Cette méthode d’écoute et de reformulation est finalement assez proche de ce que proposent, par exemple, les Équipes Notre-Dame avec le « devoir de s’asseoir ».

En partie, oui, mais lorsqu’un couple va mal, le « devoir de s’asseoir » peut vite se transformer en « devoir de se chamailler », et l’atelier d’écoute proposé en complément de la neuvaine est précisément construit pour éviter cet écueil. En disant cela, je ne remets bien évidemment pas en cause le bien-fondé et l’importance du « devoir de s’asseoir » !

L’atelier est-il pensé pour que les couples prennent un temps d’écoute chacun des neuf jours de la neuvaine ?

L’atelier d’écoute peut-être dissocié de la neuvaine elle-même, c’est à chaque couple de déterminer le temps dont il a besoin.
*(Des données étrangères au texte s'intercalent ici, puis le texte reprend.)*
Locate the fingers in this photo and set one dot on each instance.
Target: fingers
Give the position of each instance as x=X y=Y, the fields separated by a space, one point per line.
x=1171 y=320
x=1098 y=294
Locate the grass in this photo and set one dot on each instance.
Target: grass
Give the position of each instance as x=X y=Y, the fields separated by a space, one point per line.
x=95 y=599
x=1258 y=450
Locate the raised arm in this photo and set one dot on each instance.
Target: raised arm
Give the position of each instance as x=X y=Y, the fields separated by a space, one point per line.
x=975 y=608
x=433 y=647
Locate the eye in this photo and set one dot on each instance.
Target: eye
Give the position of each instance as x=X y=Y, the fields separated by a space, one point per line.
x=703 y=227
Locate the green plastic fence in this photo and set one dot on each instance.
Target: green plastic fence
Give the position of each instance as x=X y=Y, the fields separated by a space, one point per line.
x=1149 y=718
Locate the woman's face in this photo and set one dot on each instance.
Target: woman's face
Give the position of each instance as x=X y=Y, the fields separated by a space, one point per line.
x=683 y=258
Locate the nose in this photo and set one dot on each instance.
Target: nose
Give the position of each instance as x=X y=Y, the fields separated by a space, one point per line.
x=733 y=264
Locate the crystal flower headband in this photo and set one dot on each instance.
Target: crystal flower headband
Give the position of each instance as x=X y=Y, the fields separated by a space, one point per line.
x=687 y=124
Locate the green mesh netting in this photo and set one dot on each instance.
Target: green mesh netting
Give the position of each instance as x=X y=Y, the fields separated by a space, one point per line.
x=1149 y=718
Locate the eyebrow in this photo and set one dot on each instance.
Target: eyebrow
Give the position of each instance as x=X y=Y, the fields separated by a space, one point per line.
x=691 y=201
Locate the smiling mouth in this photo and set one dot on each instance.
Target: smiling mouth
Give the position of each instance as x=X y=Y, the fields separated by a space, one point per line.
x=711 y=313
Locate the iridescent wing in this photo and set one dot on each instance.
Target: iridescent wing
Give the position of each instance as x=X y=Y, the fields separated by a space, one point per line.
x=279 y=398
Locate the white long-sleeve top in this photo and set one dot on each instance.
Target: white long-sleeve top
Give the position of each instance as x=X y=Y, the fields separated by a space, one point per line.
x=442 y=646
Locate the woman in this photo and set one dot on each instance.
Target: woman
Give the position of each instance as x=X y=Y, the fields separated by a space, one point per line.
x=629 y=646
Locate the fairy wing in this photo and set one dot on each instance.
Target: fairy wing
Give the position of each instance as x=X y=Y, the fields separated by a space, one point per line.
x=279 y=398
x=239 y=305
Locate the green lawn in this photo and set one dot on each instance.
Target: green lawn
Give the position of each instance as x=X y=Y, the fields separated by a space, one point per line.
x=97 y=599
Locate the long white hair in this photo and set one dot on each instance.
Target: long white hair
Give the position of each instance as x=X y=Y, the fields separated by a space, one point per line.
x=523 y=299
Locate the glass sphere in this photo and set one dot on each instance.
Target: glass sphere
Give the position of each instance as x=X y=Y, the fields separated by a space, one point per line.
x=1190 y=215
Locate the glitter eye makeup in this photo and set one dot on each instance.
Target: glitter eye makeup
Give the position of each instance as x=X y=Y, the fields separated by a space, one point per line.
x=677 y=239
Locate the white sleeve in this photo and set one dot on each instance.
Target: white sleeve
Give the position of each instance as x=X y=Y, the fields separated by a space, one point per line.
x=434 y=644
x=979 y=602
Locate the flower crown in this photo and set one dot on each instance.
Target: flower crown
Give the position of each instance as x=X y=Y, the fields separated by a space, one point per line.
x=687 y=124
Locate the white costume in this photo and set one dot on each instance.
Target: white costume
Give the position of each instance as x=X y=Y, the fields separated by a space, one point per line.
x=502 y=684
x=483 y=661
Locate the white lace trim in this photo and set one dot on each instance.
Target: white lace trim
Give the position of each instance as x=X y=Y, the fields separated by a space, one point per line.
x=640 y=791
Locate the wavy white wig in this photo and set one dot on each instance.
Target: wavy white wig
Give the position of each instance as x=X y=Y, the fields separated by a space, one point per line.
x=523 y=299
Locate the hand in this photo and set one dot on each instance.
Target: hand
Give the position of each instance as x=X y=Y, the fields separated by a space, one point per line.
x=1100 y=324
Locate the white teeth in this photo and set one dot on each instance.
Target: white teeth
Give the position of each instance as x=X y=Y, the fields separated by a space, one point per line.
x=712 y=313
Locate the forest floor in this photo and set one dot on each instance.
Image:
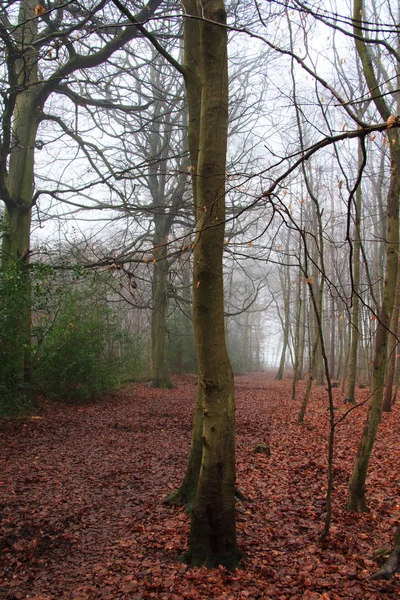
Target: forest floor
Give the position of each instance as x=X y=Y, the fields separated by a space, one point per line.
x=81 y=490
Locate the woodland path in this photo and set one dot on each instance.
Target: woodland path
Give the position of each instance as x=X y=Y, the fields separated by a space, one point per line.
x=81 y=489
Toujours est-il que cette écoute nécessite du calme et du silence pour que la conversation soit portée par une certaine vie intérieure. ­Même si les blessures à aborder avec son conjoint sont très profondes et douloureuses, il faut savoir trouver une atmosphère qui incite à la confiance et à la confidence. Dans une ambiance de recueillement. Toute action pour porter du fruit doit jaillir de la prière avait dit un jour en substance Marthe Robin.

D’où vient cette méthode d’écoute proposée dans le livret ?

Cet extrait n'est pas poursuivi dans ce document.